Hi Ron – My feelings in 2011 weren’t exactly original either. A lot of people over the years, more qualified and more accomplished than I, have stressed the importance of maintaining a skilled workforce. Consider this from the Montana Senator, W.A. Clark, in 1907 – “Our colleges and other institutions of learning are going too far, in my opinion. I think 50% of those attending educational institutions, having the professions in view, would be better off with a common school education that would enable them to earn a living, rather than sit around in offices and wait for clients.”
Personally Ron, I think closing the skills gap is a matter of national security. If I ever see that on a meme, I’ll know they’re really listening…
Carolyn Davids McKinney writes…”Can’t wait to hear your thoughts on the new executive order from the Trump admin regarding apprenticeships. Will the changes have any real effect? Or do you think our problem of unfilled jobs is more cultural than political?”

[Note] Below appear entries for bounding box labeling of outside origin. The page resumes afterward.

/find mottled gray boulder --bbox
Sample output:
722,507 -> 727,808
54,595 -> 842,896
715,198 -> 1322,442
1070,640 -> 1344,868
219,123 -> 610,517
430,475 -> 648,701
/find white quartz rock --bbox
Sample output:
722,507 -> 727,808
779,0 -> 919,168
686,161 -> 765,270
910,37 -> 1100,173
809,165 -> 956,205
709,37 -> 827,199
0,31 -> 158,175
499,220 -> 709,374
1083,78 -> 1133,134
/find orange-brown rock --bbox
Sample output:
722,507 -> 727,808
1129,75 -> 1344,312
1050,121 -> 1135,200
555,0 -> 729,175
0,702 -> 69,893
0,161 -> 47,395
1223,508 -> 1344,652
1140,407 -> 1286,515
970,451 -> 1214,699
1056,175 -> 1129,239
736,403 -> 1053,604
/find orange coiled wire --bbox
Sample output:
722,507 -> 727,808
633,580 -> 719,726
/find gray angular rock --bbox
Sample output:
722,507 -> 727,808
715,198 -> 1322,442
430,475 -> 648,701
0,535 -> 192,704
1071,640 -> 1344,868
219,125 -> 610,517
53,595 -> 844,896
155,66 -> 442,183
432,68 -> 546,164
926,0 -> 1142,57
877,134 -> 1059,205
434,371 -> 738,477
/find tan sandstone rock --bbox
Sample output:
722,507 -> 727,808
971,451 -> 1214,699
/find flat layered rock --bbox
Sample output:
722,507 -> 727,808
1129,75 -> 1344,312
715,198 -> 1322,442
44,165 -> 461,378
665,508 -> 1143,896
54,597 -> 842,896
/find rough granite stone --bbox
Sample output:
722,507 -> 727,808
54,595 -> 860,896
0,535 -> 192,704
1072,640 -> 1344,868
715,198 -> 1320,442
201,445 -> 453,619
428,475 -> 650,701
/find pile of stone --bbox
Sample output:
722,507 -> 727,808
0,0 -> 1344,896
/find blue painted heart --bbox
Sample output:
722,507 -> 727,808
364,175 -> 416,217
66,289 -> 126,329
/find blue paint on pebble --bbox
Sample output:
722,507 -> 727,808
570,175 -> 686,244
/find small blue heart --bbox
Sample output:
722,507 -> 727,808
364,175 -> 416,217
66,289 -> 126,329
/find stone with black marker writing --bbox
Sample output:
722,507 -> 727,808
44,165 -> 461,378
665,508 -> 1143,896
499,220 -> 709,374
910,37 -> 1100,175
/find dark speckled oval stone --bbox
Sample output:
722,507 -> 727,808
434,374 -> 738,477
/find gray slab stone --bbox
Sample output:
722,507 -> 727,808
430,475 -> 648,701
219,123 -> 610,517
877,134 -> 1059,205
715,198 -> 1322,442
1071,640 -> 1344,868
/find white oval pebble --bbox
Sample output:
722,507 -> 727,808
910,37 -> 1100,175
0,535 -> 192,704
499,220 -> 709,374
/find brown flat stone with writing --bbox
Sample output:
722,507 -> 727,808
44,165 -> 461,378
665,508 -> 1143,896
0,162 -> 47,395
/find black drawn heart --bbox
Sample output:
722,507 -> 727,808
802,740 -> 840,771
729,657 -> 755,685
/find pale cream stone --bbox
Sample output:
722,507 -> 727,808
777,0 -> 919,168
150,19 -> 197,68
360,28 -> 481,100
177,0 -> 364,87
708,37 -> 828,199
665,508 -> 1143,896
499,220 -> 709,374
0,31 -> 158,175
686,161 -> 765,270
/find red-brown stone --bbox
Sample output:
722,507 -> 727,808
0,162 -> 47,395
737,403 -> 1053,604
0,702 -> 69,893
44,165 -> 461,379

Hi Carolyn – I believe the key to a healthy workforce is balance, and right now, I think we are way out of balance. For decades, we’ve been promoting one form of education at the expense of another. We’ve positioned dozens of vital professions as “vocational consolation prizes,” and drilled into the social consciousness an abiding belief that the best path for the most people is a four-year degree. This fixation on “college for all” has led us directly to absurd tuition costs, 1.3 trillion dollars of student debt, 6 million unfilled jobs, and a generation of well-educated people with no skill, no prospects, big debt, and a mountain of misperceptions about the millions of great opportunities that actually exist. Those misperceptions simply have to change.
To answer your question, yes – I support the president’s executive order, and I absolutely believe it will have an impact. To what degree, I do not know. But I’m certain that right now, as we speak, thousands of parents and kids are having serious conversations about a myriad of opportunities they hadn’t previously considered. And that, in my opinion, is the single most important component of closing the gap. The solution starts with basic awareness, and the president has just made the country aware that opportunity is not dead. And I think that’s a very good thing.

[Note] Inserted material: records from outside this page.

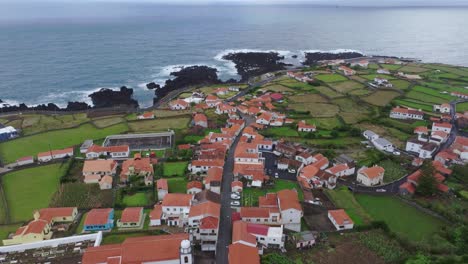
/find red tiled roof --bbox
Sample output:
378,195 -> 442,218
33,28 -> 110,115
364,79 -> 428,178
328,209 -> 354,226
37,148 -> 73,157
156,179 -> 169,191
162,193 -> 193,207
84,208 -> 113,226
120,207 -> 143,223
359,166 -> 385,179
200,216 -> 219,229
187,181 -> 203,190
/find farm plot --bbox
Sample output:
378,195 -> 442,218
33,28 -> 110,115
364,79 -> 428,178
362,91 -> 400,106
330,81 -> 364,93
289,94 -> 327,103
0,123 -> 128,164
356,194 -> 442,242
2,163 -> 68,223
289,103 -> 340,117
325,188 -> 372,226
50,182 -> 113,209
315,86 -> 343,98
93,116 -> 125,128
128,117 -> 190,132
314,74 -> 348,83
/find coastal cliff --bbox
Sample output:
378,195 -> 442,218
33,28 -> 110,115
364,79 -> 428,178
223,52 -> 287,82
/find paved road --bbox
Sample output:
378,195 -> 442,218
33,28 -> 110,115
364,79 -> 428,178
216,118 -> 253,263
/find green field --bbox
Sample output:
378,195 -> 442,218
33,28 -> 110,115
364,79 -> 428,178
362,91 -> 400,106
356,194 -> 442,242
394,99 -> 433,112
262,126 -> 299,137
0,124 -> 128,164
242,180 -> 304,206
457,102 -> 468,112
325,187 -> 372,225
167,177 -> 188,193
163,161 -> 188,177
2,163 -> 67,223
123,192 -> 150,207
314,74 -> 348,83
128,117 -> 190,133
0,224 -> 21,246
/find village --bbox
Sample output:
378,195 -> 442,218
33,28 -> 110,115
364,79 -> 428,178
0,57 -> 468,264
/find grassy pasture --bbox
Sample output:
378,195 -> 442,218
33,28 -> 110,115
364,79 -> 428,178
362,90 -> 400,106
2,163 -> 67,223
0,123 -> 128,164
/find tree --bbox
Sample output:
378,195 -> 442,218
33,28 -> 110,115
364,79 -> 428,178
416,160 -> 438,196
405,253 -> 431,264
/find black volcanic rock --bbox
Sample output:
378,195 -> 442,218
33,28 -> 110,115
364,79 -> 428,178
153,66 -> 221,104
65,102 -> 91,111
88,86 -> 138,108
146,82 -> 161,90
223,52 -> 286,81
303,51 -> 364,65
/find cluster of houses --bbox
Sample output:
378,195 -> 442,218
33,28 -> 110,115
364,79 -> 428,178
0,126 -> 19,141
286,71 -> 314,83
362,130 -> 395,153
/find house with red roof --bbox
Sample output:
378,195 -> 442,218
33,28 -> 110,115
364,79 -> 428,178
83,208 -> 114,232
231,181 -> 244,192
432,122 -> 452,134
86,145 -> 130,159
193,113 -> 208,128
2,207 -> 78,246
390,106 -> 424,120
16,156 -> 34,166
81,233 -> 194,264
203,167 -> 223,194
37,148 -> 73,162
120,153 -> 154,186
137,112 -> 154,120
297,120 -> 317,132
356,165 -> 385,186
169,99 -> 190,111
161,193 -> 193,226
117,207 -> 145,229
187,181 -> 203,194
328,209 -> 354,231
156,179 -> 169,201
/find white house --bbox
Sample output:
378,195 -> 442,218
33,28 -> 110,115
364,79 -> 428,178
390,106 -> 424,120
328,209 -> 354,231
356,166 -> 385,186
325,163 -> 356,177
432,122 -> 452,134
372,138 -> 395,152
362,130 -> 379,141
37,148 -> 73,162
433,104 -> 451,114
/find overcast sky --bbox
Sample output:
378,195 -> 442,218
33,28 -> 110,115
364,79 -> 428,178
0,0 -> 468,6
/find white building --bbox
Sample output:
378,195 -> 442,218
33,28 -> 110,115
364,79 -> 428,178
328,209 -> 354,231
356,166 -> 385,186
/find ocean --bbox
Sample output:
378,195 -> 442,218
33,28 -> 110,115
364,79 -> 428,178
0,3 -> 468,107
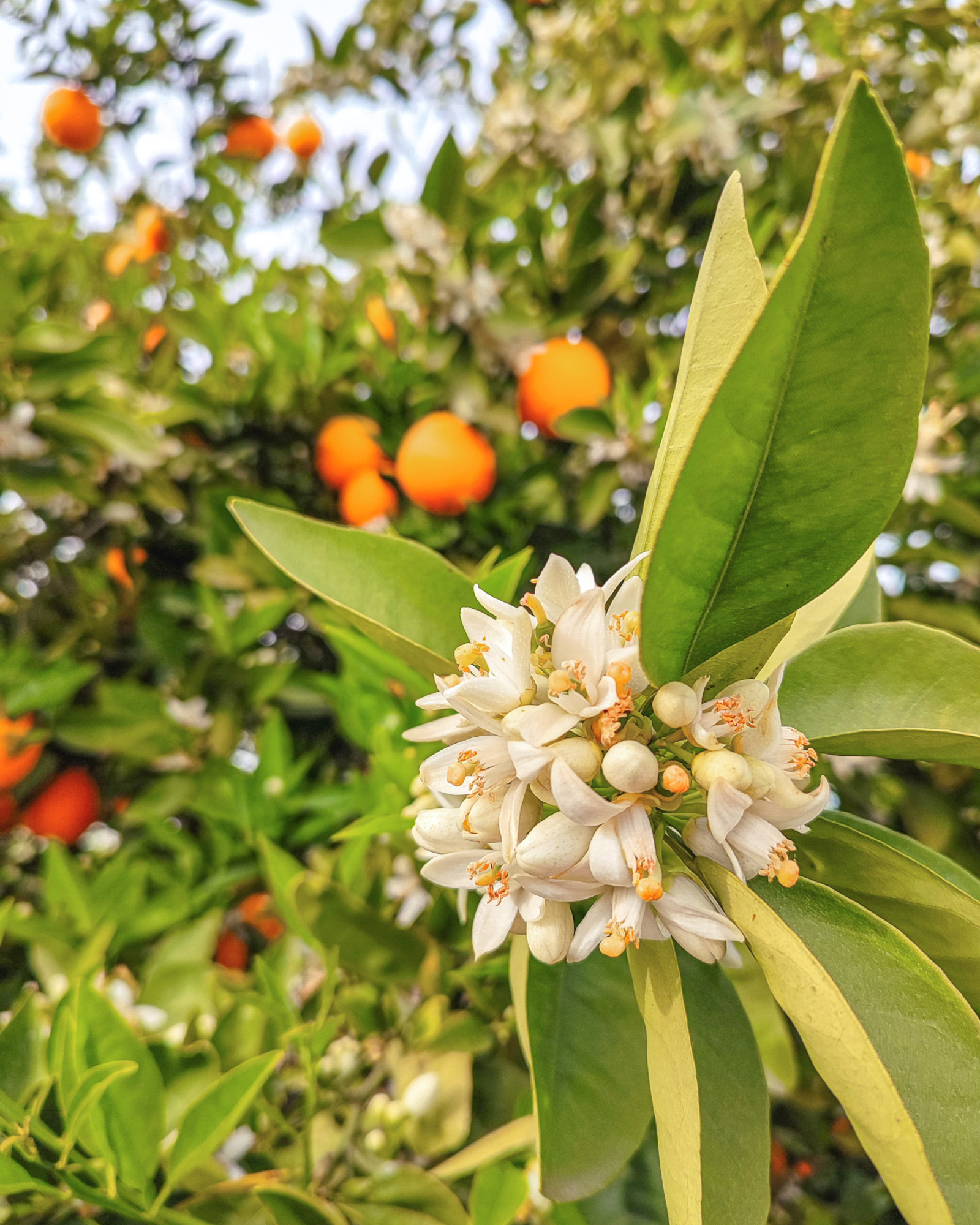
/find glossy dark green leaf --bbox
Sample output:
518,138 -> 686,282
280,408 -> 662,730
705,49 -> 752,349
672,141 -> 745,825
796,812 -> 980,1012
514,956 -> 653,1200
630,941 -> 769,1225
779,621 -> 980,766
229,497 -> 475,676
643,78 -> 930,682
698,861 -> 980,1225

Joel Paine says… “When did you become a speech writer for the White House? This morning’s Apprentice speech sounded like it could have come mostly from your desk! “
Hi Joel – As I wrote earlier this week, I’m flattered by the notion that our efforts at mikeroweWORKS might have impacted the current media blitz, but I can assure you, this whole conversation has been simmering for a very long time. Over the last few months, I’ve met with a few dozen CEO’s of major companies, all eager to discuss a variety of ways to challenge the many misperceptions that have enabled the current skills gap to widen so dramatically. Actually, not just eager – anxious. Over and over again, I hear about the same calculus at work – a skilled but aging workforce, retiring soon, with no one waiting to take their place. That’s bad news not just for the companies who employ the workers, but for anyone who shares my addiction to smooth roads, sturdy foundations, affordable electricity, heating, air-conditioning, and indoor plumbing. The skills gap affects us all.

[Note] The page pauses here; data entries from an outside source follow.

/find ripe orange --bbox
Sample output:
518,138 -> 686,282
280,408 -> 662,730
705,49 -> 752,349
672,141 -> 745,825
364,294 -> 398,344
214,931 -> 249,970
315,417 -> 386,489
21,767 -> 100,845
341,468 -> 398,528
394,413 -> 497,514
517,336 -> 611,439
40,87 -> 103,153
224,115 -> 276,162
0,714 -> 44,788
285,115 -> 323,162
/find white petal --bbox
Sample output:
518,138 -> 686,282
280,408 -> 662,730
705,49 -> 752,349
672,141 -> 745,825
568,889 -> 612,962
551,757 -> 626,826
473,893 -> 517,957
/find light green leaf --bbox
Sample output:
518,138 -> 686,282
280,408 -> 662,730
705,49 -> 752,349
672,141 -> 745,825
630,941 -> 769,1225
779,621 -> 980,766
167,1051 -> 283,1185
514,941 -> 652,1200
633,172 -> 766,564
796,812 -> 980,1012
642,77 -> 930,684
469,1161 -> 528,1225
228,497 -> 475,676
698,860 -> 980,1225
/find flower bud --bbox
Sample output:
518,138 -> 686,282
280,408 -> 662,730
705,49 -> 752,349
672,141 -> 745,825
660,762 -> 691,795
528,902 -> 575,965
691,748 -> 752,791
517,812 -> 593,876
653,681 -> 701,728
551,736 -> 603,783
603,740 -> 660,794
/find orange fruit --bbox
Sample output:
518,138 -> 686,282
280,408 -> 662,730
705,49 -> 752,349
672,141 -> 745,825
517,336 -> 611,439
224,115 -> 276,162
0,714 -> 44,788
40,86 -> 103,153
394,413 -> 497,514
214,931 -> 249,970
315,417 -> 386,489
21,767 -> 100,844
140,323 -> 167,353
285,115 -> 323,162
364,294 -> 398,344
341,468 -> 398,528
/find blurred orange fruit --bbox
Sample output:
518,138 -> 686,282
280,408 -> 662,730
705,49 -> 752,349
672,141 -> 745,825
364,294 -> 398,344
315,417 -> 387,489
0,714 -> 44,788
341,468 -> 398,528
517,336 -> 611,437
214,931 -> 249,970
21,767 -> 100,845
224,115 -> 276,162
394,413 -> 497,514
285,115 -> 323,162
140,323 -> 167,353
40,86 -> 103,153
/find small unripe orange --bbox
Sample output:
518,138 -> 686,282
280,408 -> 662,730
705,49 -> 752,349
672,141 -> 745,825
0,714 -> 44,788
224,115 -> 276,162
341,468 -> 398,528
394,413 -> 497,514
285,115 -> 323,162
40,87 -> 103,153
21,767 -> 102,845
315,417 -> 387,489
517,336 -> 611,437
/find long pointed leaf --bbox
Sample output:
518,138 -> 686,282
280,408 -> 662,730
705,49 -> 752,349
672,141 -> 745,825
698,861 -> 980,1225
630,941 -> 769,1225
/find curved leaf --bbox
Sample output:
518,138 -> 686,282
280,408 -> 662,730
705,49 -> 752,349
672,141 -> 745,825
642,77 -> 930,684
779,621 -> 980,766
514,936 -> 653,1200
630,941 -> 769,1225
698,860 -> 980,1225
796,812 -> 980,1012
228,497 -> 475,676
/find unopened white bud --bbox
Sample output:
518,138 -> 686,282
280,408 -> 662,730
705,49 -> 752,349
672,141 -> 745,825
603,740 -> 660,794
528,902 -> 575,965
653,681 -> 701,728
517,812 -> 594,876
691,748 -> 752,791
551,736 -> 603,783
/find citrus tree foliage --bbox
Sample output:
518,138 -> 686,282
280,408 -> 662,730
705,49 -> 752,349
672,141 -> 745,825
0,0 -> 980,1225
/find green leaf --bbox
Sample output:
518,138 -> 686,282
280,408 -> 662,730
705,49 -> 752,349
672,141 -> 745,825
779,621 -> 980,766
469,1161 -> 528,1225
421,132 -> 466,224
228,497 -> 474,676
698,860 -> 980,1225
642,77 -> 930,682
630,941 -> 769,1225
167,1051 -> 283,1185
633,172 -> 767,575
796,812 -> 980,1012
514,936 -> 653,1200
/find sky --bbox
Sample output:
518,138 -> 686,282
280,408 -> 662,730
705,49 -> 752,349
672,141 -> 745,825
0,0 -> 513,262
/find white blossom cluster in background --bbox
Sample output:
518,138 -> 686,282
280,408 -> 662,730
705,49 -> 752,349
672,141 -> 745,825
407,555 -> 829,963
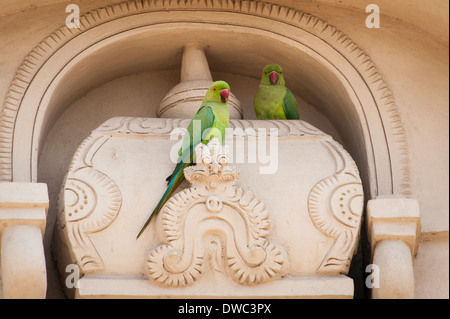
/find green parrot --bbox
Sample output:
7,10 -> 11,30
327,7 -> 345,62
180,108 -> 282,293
136,81 -> 230,239
254,64 -> 300,120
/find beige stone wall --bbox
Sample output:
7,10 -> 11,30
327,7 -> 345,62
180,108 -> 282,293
0,0 -> 449,298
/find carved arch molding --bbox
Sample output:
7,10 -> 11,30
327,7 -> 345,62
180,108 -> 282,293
0,0 -> 410,198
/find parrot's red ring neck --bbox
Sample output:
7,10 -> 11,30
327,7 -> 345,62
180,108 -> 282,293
269,71 -> 278,85
220,89 -> 230,103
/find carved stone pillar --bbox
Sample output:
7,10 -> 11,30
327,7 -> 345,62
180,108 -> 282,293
367,198 -> 420,299
0,183 -> 48,299
157,43 -> 242,119
54,117 -> 364,298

Next week, I’ll be at The Skills USA Championships in Louisville, watching thousands of kids compete for national recognition in their chosen skill. I try to attend this event every year, because frankly, Skills USA is one of the best ways I know to close the skills gap. No organization makes a more persuasive case for the trades, and if someone over at 1600 really is actually reading this page, I’d encourage them to get familiar with Skills USA, asap. Currently, 400,000 kids are paving the way for the very same apprenticeships the president is touting. With a little more awareness, Skills USA could easily expand to a million participants, and that would have a real impact on our workforce in just a few years.